Back in Walter’s car, the hit men turned out to be Breaking Bad’s recurring and always welcome junkies, “Skinny Pete” (Charles Baker) and “Badger” (Matt L. Jones). Leave it to Gilligan to find a thoroughly imaginative way to work them back in.
Walter saved his last dose of deadly ricin for haughty drug kingpin Lydia Rodarte-Quayle (Laura Fraser), letting her sprinkle it into her standard order of chamomile tea at the diner she used to cut deals. He then all-too-easily slipped into the “safe house” where wife Skyler (Anna Gunn) supposedly was being protected from him.
“It’s over,” he told her in the five minutes he allotted himself. “And I needed a proper goodbye.”
Walter offered her a possible escape from prosecution via the GPS coordinates that would lead authorities to the graves of her brother-in-law, Hank Schrader (Dean Norris), and his partner, Steve Gomez (Michael Quezada). He then at last spoke the core truth about why he became a meth cooker in the first place. It wasn’t really to ensure a bounteous nest egg for his “family” after the cancer diagnosis came calling. It was to emancipate him from the emasculation he had long felt as a commonplace chemistry teacher.
“I did it for me,” he said. “I liked it. I was good at it. And I was alive.”

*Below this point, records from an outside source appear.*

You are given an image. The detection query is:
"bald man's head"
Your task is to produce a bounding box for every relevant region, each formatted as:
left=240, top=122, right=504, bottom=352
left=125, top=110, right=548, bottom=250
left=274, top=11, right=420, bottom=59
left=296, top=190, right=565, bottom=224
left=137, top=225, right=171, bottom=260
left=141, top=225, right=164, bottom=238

A pair of longing looks -- at baby Holly up-close and son Walter Jr. from afar -- presaged his final destination. Walter had first gone to his home away from home -- the desert -- to rig up a super MacGyver-like armament for his trip to the white supremacist “Clubhouse.” Its head subhuman, “Uncle Jack” Welker (Michael Bowen), had orchestrated both the stealing of the lion’s share of Walter’s money and the enslavement of protege Jesse. His innocent-looking but lethal nephew, Todd Alquist (Jesse Plemons), was also in the house.
The final bloodbath was triggered by a click of Walter’s key chain after he again bought some time by talking himself out of a bullet to the head. Up popped the car trunk and out came an automatic weapon spewing hundreds of rounds into The Clubhouse while Walter dove onto Jesse and tried to shield him from the carnage. Patently unbelievable? Well, you could say that. On the other hand, Walter White could probably sculpt a working TV set out of a pumpkin and some baling wire. So all of this remained at least remotely plausible.
Jesse then got the supreme satisfaction out of choking Todd to death with the chains that had bound him. Walter wanted the same fate, but via a pistol.
“Do it. You want this,” he told Jesse, who saw that his mentor/antagonist/benefactor/Lucifer was already bleeding heavily through his jacket.
But Jesse demanded that “Mr. White” say the words. “I want this,” he complied before Jesse delivered the final blow: “Then do it yourself.”
Walter White instead bled out, motionless amid the tools of his destructive trade while Jesse drove at breakneck speed toward whatever he’d make of his new life. His play-off song was inspired. Badfinger’s “Baby Blue,” with the opening lyric “Guess I got what I deserve,” accompanied a final overhead shot of Walter before cops infested the place.
So did he in fact get what he deserved? Or did maestro Gilligan sanctify him in the end? The latter is closer to the truth. But better to have “Heisenberg” go out this way than being last seen blazing away in the mold of Tony “Scarface” Montana. The chemistry teacher turned murderer acted honorably in the end after triggering a wealth of physical and emotional carnage. And whatever your view of that, you haven’t been left dangling in the wind.
Breaking Bad goes down as one of TV’s all-time greats, with a following that kept on building through its final eight-episode arc. It wasn’t the sheer volume of viewers. It was the sheer shared joy of it all, whether of belated binge-viewing or being on board at the start for the entire five-season run.
Sunday night’s final national Nielsen ratings won’t tell nearly the whole story. Breaking Bad may well have been outdrawn by NBC’s competing Sunday Night Football. But millions more eventually will claim to have watched what became a series of epic proportions. And to borrow in the end from Dylan instead of Badfinger, “It’s all over now, baby blue.”